Tuesday, February 21, 2017

On Japan and Generosity and Jewelry

When I went to Japan to teach English at a middle school in 1992 I thought Japanese kids were going to love me.  Mostly because kids in the US always did.  I was a Sunday School teacher and a babysitter and a Girl Scout and a big sister, and where ever I went I found little kids and they found me.  

When I reported for the first day of school at Anesaki Chu-Gakko in Ichihara-shi, it was an oppressively hot and humid Monday morning.  A group of girls was standing in front of the school and they noticed me right away.  As a tall Westerner, I stood out.  I waved at them and waited for them to run towards me.  

Instead, they ran away screaming.  

I tried to imagine how I was going to do my job under these circumstances.  As a JET (Japanese English Teacher), the Japanese Ministry of Education was paying me to be in the school for the year to form relationships with the kids and encourage them to use the English they were learning in the classroom.  

That was going to be hard if I couldn't get the kids to stop running away from me screaming.  

As a first step, I got the kids used to being in the same room with me.  Of course I was there for their English lessons.



I also spent time with them outside of class.  At lunchtime instead of sitting in the teacher's lounge with other teachers I sat in the classrooms with the kids.  When it was time for o-soji, I cleaned the glass windows and swept the hallways, right along with the kids.  (Japanese schools typically don't pay for janitors, instead the kids spend about 15 minutes each day cleaning their own space.)  At some point the kids started coming to my house on weekends and they invited me to theirs.



















Over time they warmed up to me and soon I found myself once again surrounded by children all the time.  They asked a lot of questions about what life was like for teenagers in America.  And they wanted to know what Michael Jordan and Madonna and River Phoenix were like in real life.  

To be clear, I never met any of those people.  

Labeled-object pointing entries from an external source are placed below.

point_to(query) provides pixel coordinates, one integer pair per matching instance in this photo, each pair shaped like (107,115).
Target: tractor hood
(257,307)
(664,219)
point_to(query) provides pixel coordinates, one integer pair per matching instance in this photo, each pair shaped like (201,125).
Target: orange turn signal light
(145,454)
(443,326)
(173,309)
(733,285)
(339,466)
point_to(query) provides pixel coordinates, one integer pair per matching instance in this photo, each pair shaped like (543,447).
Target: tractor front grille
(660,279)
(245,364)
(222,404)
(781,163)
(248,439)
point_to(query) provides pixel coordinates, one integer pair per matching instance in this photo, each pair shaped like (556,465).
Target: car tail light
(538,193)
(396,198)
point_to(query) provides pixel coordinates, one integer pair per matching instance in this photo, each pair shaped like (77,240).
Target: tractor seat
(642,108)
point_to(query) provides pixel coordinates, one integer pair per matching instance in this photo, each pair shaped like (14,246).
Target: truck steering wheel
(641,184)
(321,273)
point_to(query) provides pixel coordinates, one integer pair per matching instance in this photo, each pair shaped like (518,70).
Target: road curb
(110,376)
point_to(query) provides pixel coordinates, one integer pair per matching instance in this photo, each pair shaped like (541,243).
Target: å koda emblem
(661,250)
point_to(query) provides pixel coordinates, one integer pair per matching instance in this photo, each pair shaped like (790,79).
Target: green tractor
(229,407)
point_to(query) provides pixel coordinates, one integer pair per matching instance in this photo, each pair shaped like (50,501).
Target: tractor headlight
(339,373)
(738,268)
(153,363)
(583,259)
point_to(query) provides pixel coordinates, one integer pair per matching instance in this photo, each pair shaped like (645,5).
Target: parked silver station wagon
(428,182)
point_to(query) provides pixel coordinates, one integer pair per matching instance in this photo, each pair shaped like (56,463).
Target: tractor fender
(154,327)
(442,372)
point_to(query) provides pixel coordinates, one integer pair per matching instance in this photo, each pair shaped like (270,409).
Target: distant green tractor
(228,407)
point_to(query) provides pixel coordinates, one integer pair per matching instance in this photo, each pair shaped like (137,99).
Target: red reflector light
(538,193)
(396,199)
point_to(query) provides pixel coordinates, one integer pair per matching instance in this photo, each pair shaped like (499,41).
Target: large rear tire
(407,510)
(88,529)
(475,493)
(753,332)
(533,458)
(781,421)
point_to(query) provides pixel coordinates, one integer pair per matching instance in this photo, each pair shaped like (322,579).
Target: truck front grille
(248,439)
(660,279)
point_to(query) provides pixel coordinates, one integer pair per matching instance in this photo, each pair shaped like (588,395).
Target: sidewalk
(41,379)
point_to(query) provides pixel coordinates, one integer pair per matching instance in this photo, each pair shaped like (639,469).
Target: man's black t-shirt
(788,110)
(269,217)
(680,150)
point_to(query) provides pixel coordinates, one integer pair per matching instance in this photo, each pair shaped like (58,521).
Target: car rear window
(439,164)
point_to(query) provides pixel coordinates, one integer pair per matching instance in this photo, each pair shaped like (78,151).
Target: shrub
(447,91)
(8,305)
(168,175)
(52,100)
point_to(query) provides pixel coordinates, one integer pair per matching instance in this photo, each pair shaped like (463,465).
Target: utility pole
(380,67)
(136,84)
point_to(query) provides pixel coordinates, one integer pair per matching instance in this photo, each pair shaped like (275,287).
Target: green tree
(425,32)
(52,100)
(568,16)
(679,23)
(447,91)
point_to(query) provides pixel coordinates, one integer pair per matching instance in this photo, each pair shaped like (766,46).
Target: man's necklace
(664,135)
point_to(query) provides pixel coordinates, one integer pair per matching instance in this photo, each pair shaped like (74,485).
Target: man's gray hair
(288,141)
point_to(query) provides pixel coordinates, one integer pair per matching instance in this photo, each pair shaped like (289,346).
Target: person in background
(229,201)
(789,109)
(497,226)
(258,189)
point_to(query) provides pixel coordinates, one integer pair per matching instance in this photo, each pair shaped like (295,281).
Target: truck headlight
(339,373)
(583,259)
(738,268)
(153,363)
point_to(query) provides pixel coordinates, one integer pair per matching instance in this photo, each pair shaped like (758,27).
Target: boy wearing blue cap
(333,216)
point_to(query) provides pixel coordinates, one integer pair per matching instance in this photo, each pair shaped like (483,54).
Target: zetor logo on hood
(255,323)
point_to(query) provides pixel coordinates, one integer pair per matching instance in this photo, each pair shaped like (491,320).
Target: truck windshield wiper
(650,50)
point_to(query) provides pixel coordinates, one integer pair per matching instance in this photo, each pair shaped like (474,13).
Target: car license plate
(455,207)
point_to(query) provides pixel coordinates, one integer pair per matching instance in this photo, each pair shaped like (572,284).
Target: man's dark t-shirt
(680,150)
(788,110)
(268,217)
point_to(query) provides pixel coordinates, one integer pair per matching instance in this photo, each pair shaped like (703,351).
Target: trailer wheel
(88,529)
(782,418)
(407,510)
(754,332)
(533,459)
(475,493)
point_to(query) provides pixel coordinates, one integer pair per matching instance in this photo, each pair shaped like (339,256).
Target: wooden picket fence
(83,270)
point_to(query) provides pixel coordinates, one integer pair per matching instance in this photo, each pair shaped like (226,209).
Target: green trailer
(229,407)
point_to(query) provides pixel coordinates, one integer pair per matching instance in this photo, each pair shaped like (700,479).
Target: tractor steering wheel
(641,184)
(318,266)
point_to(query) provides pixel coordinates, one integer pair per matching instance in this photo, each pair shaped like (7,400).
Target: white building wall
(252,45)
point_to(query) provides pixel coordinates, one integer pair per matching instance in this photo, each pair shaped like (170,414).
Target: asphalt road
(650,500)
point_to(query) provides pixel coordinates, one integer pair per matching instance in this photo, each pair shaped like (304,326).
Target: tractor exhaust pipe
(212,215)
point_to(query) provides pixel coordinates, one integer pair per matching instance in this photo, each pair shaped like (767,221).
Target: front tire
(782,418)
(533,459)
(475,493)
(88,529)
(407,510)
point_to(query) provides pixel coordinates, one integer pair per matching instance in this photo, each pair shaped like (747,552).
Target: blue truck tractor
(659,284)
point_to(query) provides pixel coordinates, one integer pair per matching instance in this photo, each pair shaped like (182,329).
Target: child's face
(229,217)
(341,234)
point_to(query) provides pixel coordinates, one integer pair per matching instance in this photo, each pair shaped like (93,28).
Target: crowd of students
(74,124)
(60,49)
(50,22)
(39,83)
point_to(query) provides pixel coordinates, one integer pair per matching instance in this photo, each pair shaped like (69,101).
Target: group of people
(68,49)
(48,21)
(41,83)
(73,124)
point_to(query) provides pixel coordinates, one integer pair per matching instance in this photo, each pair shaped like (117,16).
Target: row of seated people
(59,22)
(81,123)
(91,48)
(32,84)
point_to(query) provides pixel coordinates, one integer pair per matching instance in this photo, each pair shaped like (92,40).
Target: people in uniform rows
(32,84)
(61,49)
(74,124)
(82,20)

One day, a sweet quiet girl whose name I can't remember gave me a necklace.  Her friend had given it to her and she gave it to me.  It was a tiny coral star on a delicate gold chain.  There was a school rule that students couldn't wear any kind of jewelry other than hair ties.  As she gave it to me she said, "I can't wear this but you can."  

I thought that was the sweetest sentiment in the world.  I can't use this but it will make me happy to see it on you.  

It felt like the purest sense of generosity.  I wore that star to school a lot and it always made her happy.

Over the years I've acquired and lost a lot of jewelry.  Typically I don't buy expensive things so I don't have to be upset when I lose them.  But that coral star has somehow stayed with me.  From Japan to the Monterey Peninsula in 1996.  From Monterey to Silicon Valley in 1999.  From Silicon Valley to Beijing in 2005.  From Beijing to Nashville in 2011.  Somehow that coral star always managed to get into my bags and relocate with me.  

Coincidentally, coral has become one of my favorite colors.  Or perhaps that's not a coincidence at all, maybe it's exactly what you would expect given the way the color  came into my wardrobe via that first little star.  The other day I wore a coral sweater to work and that little star was a perfect complement.  During conference calls that day I found myself wrapping my fingers around it, the pad of each finger settling into one angle of the pentagram.  I thought about that sweet little girl and her generous spirit.


I have long since lost touch with her but where ever she is I hope she's in a place where she can wear whatever jewelry she wants.

And I hope she still has that sweet sense of generosity. 

And if by some chance she sees this post and wants her necklace back, nothing would make me happier than to give it to her.



2 comments:

Anonymous said...

I realize how much we look alike in these photos sis!

Melanie Gao said...

So true, Shug! The likelihood that I was switched at birth becomes increasingly remote :)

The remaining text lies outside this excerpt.